Intolerance for Boredom

Alex’s intolerance for boredom is apparently a common side effect of heavy TV viewing. According to an article in Scientific American, “Heavy viewers report feeling significantly more anxious and less happy than light viewers do in unstructured situations, such as doing nothing, daydreaming or waiting in line.” The article goes on to say that “…self-described [television] addicts are more easily bored and distracted and have poorer attentional control than nonaddicts.”

Dyke believes that television robs children of the opportunity to be bored, which, in turn, robs them of time for creative thought. “Boredom is like Grand Central Station,” says Dyke. “It occurs when we are not on our way to do something. It is a place where we can sit down and think, ‘What would I like to do?’”
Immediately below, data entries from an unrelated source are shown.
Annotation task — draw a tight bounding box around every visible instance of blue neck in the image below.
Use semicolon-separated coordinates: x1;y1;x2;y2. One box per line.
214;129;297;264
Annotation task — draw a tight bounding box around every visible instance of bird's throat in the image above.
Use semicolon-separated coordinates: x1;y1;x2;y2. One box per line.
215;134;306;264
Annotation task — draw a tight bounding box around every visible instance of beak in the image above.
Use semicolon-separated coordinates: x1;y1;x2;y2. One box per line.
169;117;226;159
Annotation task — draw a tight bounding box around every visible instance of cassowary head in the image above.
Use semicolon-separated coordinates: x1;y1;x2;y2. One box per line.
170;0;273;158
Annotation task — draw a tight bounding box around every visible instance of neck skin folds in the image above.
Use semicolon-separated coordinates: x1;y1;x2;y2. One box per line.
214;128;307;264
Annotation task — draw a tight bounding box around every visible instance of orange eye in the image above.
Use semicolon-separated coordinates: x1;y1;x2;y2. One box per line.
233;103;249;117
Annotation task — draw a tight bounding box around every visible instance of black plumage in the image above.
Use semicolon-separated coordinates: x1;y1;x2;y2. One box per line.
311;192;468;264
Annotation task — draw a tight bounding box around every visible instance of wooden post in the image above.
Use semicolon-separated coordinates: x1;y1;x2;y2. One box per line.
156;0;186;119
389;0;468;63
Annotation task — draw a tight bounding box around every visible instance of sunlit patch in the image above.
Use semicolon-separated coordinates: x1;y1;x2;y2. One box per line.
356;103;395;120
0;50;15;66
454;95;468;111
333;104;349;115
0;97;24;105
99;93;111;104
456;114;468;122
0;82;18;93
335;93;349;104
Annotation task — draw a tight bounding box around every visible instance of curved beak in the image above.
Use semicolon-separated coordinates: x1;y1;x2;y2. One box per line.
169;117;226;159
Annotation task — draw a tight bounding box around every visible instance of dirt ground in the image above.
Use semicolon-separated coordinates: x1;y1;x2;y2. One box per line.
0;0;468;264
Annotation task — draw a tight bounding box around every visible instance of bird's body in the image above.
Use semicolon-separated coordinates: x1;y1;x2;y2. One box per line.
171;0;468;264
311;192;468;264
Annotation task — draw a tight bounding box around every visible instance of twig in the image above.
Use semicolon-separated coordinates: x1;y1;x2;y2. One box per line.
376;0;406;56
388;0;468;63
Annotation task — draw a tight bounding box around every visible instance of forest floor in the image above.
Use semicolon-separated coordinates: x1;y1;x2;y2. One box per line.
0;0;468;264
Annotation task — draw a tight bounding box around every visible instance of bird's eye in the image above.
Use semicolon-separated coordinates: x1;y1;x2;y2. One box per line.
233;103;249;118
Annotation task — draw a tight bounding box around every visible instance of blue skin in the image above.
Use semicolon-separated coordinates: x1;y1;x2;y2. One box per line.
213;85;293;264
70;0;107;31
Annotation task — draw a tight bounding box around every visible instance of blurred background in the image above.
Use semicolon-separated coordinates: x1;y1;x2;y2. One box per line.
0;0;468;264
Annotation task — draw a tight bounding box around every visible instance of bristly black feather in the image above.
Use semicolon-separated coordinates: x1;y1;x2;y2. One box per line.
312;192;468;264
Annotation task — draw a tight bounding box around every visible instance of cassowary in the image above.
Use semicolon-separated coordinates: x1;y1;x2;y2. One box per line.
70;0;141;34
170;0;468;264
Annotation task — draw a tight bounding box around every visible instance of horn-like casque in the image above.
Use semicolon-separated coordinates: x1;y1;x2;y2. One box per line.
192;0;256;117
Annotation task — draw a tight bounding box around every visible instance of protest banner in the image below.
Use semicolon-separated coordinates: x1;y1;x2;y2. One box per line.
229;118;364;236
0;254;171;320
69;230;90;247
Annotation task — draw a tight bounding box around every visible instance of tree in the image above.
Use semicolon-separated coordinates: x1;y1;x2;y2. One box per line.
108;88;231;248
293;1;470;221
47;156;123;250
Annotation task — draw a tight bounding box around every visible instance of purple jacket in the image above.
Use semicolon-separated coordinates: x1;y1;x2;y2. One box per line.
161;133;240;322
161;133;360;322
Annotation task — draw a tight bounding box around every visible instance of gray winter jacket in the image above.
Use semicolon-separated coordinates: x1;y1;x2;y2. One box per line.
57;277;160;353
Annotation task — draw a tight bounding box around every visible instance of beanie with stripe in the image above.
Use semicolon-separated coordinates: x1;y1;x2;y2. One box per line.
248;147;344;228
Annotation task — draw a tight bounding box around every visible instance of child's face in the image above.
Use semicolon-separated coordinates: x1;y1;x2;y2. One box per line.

He also believes that television blunts creativity. “Television is like being spoon fed already chewed food. In my practice I don’t see children making up creative scripts for characters in play. Instead they parrot words they’ve heard on television. It looks like play, but it isn’t. Through television we can vicariously live the life of the rich, famous and beautiful. Unfortunately, it robs us of the time to live our own lives.”

TV and Values

“Television reflects the values of big business executives whose only concern is profit,” says Dyke. “Do we really want big business showing our children what is cool?” Television also teaches our children to be consumers. “Kids grow up believing that if they buy enough stuff they don’t need, they will be happy.” Additionally, Dyke is concerned about the effect of television on children’s perception of the world. “Much of the programming on television teaches that the world is a very violent place. It sends the message that the world is bad and getting worse and that violence is cool.”

I recently asked Alex if he thinks he’ll let his own children watch as much TV as he has. His answer was no. “Yeah, I have watched a lot of TV. I’m trying to cut back,” he adds with the seriousness of a two pack-a-day smoker. “I felt like I was wasting too much time because, really, time watching TV is time wasted.”